Over the last several years a number of states and institutions have jumped on the idea of “excess credit hour” (ECH) policies that impose surcharges on students who take more than the required number of hours to graduate. The logic was simple: If students know they will pay more per credit hour if they take excess credits, more of them will graduate on time.  A recent study published by the American Education Research Association (AERC) examined the impact of these policies.  The results are concerning. Over time, these policies across states were shown to have no significant impact on student college completion. They do significantly increase student debt with the greatest impact on lower-income students.

The author’s suggest one possible contributor to the results is that students (especially traditionally underserved students) know nothing about the policies until it is too late to do anything to change course to a timely completion. That issue points to an even larger problem with these policies. Why might students not know about these policies? Because generally we have imposed these punishments on students for excess credits without effectively implementing practices we know will help them graduate on time. In other words we are punishing the victims of institutional malpractice.

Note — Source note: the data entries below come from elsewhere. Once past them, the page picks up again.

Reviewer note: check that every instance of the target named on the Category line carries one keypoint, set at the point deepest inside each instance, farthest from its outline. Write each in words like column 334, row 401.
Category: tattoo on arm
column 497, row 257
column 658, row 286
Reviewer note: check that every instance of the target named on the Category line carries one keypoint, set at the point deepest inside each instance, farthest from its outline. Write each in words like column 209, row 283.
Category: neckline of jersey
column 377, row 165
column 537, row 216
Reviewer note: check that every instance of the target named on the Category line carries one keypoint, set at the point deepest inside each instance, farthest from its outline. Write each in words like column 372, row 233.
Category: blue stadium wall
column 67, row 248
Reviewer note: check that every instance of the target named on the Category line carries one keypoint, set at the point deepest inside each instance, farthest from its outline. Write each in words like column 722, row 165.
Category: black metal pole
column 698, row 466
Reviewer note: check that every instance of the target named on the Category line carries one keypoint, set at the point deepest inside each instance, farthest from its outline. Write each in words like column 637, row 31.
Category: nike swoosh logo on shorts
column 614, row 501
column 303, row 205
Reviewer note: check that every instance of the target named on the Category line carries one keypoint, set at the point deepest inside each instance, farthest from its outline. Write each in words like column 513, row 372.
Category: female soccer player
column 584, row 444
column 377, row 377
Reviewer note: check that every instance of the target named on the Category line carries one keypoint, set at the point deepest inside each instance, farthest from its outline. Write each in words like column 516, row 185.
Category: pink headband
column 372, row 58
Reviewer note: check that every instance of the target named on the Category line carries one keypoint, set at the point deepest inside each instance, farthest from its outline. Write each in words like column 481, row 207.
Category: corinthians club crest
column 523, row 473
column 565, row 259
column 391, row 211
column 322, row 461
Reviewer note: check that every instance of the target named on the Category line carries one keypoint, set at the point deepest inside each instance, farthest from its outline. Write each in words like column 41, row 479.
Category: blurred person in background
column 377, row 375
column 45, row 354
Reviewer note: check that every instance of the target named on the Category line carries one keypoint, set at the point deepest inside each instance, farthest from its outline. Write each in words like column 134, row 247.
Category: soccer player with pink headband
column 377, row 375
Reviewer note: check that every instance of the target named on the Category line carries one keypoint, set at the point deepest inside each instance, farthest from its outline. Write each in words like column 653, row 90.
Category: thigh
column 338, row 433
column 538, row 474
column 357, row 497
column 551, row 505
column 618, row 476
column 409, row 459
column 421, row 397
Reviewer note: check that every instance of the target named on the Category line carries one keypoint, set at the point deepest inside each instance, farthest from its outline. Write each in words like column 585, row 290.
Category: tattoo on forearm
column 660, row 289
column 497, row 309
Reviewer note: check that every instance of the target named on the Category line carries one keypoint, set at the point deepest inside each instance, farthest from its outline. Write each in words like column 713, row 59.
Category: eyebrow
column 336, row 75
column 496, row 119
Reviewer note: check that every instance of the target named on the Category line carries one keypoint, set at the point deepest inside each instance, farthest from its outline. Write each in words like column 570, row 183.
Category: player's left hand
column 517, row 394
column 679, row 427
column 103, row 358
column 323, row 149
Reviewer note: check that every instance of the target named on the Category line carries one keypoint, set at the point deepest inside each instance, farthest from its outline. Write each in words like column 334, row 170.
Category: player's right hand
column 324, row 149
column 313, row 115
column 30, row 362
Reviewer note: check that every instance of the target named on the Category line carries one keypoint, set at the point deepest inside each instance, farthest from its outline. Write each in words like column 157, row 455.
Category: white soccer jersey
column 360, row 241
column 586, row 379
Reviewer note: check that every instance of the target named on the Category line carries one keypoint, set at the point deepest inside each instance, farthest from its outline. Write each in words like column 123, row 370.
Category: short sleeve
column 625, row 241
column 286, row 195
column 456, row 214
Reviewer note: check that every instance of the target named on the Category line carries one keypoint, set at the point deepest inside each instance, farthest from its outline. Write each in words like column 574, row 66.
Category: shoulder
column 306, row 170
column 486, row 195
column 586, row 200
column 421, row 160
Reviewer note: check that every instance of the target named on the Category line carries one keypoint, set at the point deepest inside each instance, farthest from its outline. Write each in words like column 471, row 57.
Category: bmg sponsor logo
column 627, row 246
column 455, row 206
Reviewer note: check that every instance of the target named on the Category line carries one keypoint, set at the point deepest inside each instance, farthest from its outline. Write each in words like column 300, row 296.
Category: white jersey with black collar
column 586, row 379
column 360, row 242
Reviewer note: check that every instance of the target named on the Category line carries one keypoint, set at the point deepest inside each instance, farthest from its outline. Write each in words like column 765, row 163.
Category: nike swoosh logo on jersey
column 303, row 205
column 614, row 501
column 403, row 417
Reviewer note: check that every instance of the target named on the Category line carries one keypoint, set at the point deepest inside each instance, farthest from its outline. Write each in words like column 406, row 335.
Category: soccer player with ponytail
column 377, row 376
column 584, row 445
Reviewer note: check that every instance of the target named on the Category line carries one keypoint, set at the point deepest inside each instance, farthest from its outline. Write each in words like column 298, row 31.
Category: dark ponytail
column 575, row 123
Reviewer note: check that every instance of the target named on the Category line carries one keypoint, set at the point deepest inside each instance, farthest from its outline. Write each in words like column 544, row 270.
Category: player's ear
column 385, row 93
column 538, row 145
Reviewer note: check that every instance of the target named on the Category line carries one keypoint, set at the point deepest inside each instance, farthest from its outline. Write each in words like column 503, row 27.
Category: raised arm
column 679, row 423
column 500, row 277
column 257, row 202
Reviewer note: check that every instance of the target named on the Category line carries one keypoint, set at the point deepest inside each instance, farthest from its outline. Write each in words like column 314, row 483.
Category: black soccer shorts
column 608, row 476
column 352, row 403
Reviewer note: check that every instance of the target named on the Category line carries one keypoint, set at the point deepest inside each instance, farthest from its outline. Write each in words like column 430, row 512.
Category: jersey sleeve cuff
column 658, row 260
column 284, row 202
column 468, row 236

Through the good work of organizations like Complete College America we now know what it takes to get students out on time and with the right number of credits:

  • Redesign developmental education that moves students into credit bearing work quickly and successfully;
  • Create transparent pathways to degrees that offer flexibility without excess credits, time and costs;
  • Improve student data systems to ensure students stay on those pathways each semester and intervene as soon as problems arise, not after they have doomed the student;
  • Implement intrusive advising practices that focus on students who benefit most from good advising—no more waiting for students to show up at the advising office;
  • Integrate high impact learning practices into the classroom that increase student engagement and retention generally and especially for underserved students;
  • Change institutional culture so that courses are taught with adequate capacity to serve all students in identified pathways who need those courses when they are required to stay on track. (In brief, teach courses when students need them—not when faculty or the institution finds it convenient to do so.)

Once this set of reforms is implemented it might make sense to impose ECH punishments as additional motivation for students to stay on track as long as the policies are clearly articulated from day one through intrusive advising. ECH policies without these changes seem analogous to punishing people for being sick when we have taken away their access to preventative health care.

While, as always, “more study is needed,” the current study at the least suggests policy makers revisit their ECH policies and perhaps consider allowing them only for colleges that have implemented effective practices to support on time graduation from the moment the student arrives on campus.